This problem is further exacerbated in multiple input, multiple output (“MIMO”) environments. Multiple Input, Multiple Output Orthogonal Frequency Division Multiplexing (“MIMO-OFDM”) is an OFDM technology that uses multiple antennas to transmit and receive radio signals. MIMO-OFDM allows service providers to deploy wireless broadband systems that take advantage of the multi-path properties of environments using base station antennas that do not necessarily have line of sight communications with the mobile terminal.
MIMO systems use multiple antennas to simultaneously transmit data, in small pieces to the receiver, which processes the separate data transmissions and puts them back together. This process, called spatial multiplexing, can be used to proportionally boost the data-transmission speed by a factor equal to the number of transmitting antennas. In addition, since all data is transmitted both in the same frequency band and with separate spatial signatures, this technique utilizes spectrum very efficiently.

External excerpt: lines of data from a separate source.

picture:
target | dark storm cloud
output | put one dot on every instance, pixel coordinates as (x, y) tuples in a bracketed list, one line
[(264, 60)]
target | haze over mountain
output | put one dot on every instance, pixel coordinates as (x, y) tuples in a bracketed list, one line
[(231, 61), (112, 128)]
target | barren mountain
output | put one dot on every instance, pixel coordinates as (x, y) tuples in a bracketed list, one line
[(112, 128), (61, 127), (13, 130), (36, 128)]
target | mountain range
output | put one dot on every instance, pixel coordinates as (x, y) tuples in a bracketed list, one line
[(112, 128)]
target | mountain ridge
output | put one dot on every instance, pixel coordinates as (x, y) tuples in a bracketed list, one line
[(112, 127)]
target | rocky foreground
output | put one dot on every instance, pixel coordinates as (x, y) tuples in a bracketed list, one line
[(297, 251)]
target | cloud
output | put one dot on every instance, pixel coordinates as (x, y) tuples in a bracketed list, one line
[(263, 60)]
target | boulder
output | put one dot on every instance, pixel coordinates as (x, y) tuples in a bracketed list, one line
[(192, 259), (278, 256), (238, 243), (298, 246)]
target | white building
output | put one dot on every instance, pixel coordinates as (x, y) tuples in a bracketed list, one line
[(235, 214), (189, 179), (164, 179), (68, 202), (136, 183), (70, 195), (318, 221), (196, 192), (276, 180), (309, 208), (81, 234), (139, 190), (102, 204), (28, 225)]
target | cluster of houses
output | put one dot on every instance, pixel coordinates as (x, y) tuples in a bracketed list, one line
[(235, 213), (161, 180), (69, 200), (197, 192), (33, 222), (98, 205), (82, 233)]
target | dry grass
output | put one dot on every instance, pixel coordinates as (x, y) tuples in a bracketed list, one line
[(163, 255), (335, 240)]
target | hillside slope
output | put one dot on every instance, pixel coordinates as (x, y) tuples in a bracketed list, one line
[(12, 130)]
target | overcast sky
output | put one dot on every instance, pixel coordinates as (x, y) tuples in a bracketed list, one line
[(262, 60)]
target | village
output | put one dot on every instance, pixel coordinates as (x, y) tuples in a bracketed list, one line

MIMO operation implements a channel matrix (N×M) where N is the number of transmit antennas and M is the number of receive antennas to define the coding and modulation matrix for the wireless communication channel as a whole. The less correlated each column in the matrix is, the less interference experienced in each channel (as a result of the multiple antennas). In the case where there is a totally uncorrelated arrangement, i.e., the dot product between columns is zero, the channels are considered orthogonal to one another. Orthogonality provides the least antenna-to-antenna interference, thereby maximizing channel capacity, and data rate due to the higher post-processing signal to interference and noise ratio (“PP-SINR”). PP-SINR is the SINR after the MIMO decoding stage.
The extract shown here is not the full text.